Wednesday, June 11, 2014

Logic Fail

Argumentum ab iniquum opes = Argument from "Well, you're a member of the 1%." Lit. "The argument of unfair means."

This logical fallacy, which has become increasingly common since the short-lived Occupy Wall Street movement, operates on the idea that the ideas of the (apparently) wealthy are suspect simply because the speaker has more wealth than "the common person," and thus is "out of touch" with reality as anyone who isn't wealthy experiences, when that isn't the topic actually under discussion.

Alice: People who favor user fees over taxes are actually attempting to gut public services to save themselves money.

Bob: As someone who pays $20,000 a year to send my children to private schools, I can assure you that it's more expensive - I only do so because there isn't a good public alternative.

Alice: Well, regular people can't afford to pay $20,000 for their children's education.

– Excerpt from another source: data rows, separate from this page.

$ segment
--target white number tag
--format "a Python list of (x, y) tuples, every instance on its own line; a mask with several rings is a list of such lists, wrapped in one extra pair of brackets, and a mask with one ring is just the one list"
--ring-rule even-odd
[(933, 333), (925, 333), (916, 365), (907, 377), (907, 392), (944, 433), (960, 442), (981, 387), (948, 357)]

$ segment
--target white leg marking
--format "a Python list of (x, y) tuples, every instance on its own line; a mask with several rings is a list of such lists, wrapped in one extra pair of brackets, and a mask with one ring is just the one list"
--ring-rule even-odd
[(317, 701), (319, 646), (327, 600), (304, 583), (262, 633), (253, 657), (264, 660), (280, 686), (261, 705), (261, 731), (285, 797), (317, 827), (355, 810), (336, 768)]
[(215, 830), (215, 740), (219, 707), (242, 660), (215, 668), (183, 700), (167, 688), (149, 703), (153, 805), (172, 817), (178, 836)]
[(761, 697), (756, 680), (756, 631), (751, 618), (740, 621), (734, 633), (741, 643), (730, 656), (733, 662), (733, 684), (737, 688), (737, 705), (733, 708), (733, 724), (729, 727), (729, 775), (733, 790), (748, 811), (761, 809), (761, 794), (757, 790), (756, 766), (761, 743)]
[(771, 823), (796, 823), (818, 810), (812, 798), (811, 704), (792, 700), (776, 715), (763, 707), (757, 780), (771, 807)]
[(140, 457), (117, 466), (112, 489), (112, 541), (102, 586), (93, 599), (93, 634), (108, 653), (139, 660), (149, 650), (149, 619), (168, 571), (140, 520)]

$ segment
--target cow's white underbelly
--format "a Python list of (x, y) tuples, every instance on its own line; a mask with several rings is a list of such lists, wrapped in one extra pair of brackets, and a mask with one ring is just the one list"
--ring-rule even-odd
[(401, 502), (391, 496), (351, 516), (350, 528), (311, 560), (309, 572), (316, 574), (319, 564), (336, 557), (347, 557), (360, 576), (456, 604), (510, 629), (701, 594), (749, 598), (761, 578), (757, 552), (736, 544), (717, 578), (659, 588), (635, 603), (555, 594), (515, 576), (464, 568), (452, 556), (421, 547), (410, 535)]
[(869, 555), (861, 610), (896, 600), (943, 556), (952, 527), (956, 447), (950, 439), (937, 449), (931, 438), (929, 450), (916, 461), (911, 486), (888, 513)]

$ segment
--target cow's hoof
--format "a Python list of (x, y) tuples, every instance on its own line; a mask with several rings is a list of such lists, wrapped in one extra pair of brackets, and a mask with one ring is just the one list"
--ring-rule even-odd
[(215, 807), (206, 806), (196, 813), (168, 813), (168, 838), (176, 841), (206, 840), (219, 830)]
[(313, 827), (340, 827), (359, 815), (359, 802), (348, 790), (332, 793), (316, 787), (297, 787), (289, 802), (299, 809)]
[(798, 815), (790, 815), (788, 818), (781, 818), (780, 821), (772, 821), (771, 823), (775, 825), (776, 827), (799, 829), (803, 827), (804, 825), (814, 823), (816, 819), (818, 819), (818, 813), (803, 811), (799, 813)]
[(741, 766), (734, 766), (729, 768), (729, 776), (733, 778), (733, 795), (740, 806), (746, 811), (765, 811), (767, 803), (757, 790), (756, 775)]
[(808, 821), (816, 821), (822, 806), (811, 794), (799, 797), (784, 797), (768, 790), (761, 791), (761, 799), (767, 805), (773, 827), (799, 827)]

So why should they listen to you?
Alice's response to Bob does not address his rebuttal of her original point - that people who use private goods over public ones are stingy, but instead seeks to undermine his credibility by using his (apparent) wealth to insinuate a lack of understanding of the problems of regular people who have no choice but to use taxpayer-funded schools. Which may be true, but that doesn't mean that he would rather not pay taxes to support those schools, or that he thinks that a system of ubiquitous private schools would be less expensive for him, personally.

Of course, "Argumentum ab iniquum opes" isn't really a new logical fallacy. It's just a variation on the Appeal to Poverty (argumentum ad lazarum) red herring fallacy.